There are three ways to find assessments, and often people use all three.

  • Rely on archives that people have put together. I have created an archive on my website about organizational measures that contains my own assessments and links to assessments of others. I also have links to other archives such as my companion website on mental health and well-being measures.
  • Do a literature search of the academic literature. This relies on research databases. Some, like APA PsycInfo, are accessible through a university library or personal subscription. Others, like Google Scholar, are open access. Just enter the name of the variable of interest, and see if you can find assessments. Often your search will reveal articles that have studied the variable, and if you access the article, you can see what assessments those authors used. Many articles are behind a pay wall, but many are not as researchers might make their work available, for example, through the free ResearchGate.
  • Check commercial assessment companies to see if they have what you need. There is a cost for their assessments.
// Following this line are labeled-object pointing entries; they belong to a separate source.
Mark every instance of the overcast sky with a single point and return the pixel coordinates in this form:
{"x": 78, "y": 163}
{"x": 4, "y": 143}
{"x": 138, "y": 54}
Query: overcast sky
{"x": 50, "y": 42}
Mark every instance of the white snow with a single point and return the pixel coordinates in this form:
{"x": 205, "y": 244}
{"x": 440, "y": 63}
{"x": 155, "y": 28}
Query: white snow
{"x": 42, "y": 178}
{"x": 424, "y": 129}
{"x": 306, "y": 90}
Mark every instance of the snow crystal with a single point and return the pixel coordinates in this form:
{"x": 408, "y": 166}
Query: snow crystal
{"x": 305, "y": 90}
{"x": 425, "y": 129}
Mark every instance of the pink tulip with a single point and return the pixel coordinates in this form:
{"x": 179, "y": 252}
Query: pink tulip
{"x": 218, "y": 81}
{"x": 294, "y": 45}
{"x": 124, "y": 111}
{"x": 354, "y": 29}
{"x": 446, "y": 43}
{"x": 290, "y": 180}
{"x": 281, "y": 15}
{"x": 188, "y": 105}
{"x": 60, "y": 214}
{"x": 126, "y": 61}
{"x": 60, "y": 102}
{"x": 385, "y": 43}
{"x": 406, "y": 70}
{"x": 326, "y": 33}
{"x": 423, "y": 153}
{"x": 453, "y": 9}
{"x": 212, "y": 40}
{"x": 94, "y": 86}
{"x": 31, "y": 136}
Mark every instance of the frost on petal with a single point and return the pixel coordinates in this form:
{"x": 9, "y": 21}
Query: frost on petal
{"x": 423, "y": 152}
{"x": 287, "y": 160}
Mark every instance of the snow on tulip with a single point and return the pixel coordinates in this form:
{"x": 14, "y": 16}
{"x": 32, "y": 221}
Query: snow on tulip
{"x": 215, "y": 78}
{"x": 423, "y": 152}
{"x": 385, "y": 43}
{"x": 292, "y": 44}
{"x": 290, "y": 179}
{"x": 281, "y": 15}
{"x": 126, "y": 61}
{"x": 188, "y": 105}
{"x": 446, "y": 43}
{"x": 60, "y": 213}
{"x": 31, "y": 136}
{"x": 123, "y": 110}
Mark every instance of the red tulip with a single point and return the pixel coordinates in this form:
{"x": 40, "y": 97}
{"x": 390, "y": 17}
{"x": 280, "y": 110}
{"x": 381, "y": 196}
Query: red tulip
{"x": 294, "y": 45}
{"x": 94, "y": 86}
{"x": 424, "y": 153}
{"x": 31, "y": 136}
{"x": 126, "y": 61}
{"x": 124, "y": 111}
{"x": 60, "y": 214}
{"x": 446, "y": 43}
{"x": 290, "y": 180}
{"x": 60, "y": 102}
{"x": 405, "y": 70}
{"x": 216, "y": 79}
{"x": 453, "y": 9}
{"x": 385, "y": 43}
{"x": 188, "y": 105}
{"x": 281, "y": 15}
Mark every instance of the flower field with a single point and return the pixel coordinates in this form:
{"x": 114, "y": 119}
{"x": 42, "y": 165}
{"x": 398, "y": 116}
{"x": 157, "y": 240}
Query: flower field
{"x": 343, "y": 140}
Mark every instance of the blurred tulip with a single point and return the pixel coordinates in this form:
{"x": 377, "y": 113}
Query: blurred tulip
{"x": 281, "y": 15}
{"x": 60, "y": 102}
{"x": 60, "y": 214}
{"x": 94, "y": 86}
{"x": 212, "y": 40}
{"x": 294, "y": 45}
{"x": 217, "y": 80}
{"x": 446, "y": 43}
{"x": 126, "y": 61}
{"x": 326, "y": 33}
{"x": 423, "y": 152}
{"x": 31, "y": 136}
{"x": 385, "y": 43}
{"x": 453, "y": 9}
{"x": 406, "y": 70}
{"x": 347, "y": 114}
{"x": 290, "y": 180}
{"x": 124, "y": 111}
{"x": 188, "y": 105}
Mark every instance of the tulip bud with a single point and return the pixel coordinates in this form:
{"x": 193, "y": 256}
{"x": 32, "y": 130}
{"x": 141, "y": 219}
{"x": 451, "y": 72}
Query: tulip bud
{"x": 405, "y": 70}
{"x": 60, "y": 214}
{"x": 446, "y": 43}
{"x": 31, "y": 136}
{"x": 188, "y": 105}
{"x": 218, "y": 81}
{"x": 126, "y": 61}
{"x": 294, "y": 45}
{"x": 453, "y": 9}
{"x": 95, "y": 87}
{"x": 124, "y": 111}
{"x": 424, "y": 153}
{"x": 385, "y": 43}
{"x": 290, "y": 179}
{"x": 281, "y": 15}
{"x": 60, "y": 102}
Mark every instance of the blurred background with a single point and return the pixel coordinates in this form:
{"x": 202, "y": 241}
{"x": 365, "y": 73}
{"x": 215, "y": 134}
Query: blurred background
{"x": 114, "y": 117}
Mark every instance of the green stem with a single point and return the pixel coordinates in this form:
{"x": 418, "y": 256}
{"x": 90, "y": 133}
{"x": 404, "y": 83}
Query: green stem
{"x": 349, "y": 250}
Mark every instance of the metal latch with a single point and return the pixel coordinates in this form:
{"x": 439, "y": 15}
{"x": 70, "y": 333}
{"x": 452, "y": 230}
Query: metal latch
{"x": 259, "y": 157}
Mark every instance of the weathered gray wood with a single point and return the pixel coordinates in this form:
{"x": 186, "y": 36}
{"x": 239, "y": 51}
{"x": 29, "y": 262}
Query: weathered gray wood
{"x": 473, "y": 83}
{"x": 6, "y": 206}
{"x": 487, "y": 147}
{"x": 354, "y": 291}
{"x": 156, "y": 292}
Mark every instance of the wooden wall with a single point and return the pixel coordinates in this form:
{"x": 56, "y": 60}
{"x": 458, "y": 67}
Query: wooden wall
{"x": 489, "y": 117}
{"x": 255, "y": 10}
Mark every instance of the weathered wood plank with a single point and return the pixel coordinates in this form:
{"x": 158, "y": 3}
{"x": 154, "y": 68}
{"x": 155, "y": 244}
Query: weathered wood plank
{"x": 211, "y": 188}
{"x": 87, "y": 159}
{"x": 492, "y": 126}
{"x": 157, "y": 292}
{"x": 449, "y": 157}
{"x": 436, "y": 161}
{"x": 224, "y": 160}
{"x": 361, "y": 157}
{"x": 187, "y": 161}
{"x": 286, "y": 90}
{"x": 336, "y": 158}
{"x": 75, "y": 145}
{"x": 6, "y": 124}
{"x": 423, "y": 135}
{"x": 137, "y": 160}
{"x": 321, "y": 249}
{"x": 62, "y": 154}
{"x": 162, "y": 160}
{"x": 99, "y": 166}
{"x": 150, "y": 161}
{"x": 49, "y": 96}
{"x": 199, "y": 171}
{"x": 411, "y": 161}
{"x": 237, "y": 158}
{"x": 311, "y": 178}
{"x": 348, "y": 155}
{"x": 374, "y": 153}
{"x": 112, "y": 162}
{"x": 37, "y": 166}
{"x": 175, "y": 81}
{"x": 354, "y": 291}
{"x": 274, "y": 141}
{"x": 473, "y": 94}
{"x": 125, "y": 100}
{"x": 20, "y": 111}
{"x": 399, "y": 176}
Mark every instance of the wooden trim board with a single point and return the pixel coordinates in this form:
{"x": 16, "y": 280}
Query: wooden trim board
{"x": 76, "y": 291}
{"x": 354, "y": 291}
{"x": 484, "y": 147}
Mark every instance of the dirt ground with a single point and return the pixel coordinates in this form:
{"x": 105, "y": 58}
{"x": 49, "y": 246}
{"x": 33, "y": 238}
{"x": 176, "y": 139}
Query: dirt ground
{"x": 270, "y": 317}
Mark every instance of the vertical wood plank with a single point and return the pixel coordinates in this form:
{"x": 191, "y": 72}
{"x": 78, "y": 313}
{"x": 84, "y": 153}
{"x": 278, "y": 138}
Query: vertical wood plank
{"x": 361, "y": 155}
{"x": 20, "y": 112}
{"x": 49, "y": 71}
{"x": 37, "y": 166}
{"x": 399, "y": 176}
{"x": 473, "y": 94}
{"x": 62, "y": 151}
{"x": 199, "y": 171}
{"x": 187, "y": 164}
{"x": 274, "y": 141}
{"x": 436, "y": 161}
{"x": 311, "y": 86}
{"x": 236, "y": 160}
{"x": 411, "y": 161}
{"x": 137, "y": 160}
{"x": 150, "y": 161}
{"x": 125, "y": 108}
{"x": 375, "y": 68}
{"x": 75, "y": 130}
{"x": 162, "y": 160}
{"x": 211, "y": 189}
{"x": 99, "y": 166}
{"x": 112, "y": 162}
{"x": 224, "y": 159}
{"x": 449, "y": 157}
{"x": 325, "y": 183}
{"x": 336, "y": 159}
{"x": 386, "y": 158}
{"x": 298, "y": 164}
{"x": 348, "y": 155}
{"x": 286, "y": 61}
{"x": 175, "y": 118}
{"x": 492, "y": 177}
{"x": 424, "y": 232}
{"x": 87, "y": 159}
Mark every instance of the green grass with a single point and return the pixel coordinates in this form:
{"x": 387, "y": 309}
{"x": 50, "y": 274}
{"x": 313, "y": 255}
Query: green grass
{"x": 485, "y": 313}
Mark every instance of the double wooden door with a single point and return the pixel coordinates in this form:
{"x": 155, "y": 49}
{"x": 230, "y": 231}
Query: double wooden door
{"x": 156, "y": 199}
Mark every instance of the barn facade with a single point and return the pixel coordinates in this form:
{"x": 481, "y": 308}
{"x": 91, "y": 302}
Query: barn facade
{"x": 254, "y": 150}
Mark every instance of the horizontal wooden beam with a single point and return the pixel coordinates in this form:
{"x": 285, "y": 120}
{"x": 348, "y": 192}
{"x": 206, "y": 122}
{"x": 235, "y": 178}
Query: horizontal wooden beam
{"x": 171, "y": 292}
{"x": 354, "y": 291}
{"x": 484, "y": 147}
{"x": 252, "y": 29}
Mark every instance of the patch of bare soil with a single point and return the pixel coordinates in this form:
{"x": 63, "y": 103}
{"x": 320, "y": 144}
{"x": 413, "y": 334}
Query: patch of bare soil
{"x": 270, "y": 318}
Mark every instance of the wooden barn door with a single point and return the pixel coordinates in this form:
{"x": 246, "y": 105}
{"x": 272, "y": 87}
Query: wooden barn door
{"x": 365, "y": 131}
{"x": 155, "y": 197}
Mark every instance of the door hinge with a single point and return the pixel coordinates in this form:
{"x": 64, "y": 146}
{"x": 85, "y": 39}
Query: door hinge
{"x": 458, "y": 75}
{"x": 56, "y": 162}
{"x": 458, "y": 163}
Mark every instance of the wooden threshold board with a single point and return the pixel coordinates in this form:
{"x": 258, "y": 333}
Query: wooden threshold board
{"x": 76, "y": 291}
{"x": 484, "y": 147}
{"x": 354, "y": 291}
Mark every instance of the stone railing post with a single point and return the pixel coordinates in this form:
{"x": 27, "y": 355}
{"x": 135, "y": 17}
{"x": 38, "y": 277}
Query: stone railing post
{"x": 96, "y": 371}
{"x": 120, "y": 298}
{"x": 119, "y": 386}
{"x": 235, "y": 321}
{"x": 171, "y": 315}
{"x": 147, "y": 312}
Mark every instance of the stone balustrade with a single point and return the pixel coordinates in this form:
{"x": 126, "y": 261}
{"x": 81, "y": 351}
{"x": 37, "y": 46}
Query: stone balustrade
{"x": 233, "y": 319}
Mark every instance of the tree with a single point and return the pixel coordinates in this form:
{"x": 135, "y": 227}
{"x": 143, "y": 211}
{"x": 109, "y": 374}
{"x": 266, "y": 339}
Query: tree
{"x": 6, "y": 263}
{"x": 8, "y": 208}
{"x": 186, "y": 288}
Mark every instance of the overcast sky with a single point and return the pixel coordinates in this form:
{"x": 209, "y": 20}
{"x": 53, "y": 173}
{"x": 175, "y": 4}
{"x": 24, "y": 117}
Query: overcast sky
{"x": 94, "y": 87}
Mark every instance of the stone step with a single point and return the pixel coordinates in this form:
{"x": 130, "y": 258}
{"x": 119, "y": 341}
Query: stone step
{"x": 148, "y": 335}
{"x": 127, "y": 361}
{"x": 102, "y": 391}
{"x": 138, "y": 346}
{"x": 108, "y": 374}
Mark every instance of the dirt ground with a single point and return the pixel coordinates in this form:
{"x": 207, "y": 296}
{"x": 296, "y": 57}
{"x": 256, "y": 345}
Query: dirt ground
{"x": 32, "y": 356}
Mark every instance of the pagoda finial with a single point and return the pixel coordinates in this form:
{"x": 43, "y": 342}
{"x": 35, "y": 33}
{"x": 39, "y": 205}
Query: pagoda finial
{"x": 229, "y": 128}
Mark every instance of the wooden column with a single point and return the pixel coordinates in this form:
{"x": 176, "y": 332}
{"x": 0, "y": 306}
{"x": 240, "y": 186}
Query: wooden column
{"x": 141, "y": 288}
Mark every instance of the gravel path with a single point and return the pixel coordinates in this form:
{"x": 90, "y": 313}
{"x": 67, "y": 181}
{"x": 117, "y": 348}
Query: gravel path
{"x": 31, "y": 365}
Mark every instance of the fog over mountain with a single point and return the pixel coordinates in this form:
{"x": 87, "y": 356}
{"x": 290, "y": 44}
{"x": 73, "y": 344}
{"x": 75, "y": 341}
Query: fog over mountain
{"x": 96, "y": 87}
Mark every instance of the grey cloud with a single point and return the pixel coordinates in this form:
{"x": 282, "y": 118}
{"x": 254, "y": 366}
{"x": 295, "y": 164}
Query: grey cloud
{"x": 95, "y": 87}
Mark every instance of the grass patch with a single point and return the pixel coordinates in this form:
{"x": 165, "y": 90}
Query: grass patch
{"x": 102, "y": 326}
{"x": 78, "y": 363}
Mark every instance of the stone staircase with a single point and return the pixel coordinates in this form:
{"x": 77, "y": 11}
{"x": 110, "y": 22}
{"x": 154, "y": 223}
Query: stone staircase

Keep in mind that many assessments are in the public domain, particularly those developed with a government grant. Others are copyrighted, but authors often allow free use for educational or research purposes. Even commercial companies sometimes allow discounted or even free use to students and researchers.

An alternative is to create your own assessment. This is the best choice when you cannot find a suitable assessment that fits your needs. You should be aware that writing questions is easy but writing the right questions that reflect exactly what you want to learn is not. There is both an art and science to writing good questions and to creating assessments that work as intended. The development of assessments requires expertise and research to select just the right questions for your purpose. For this reason it is important that at least one member of your team has the expertise needed to create assessments.

Assessment is the heart of survey research, so choosing assessments for a questionnaire study is important. You want to be sure that the assessments you use are the right ones for your purpose, and often that means combing your own custom assessments with those you find already developed.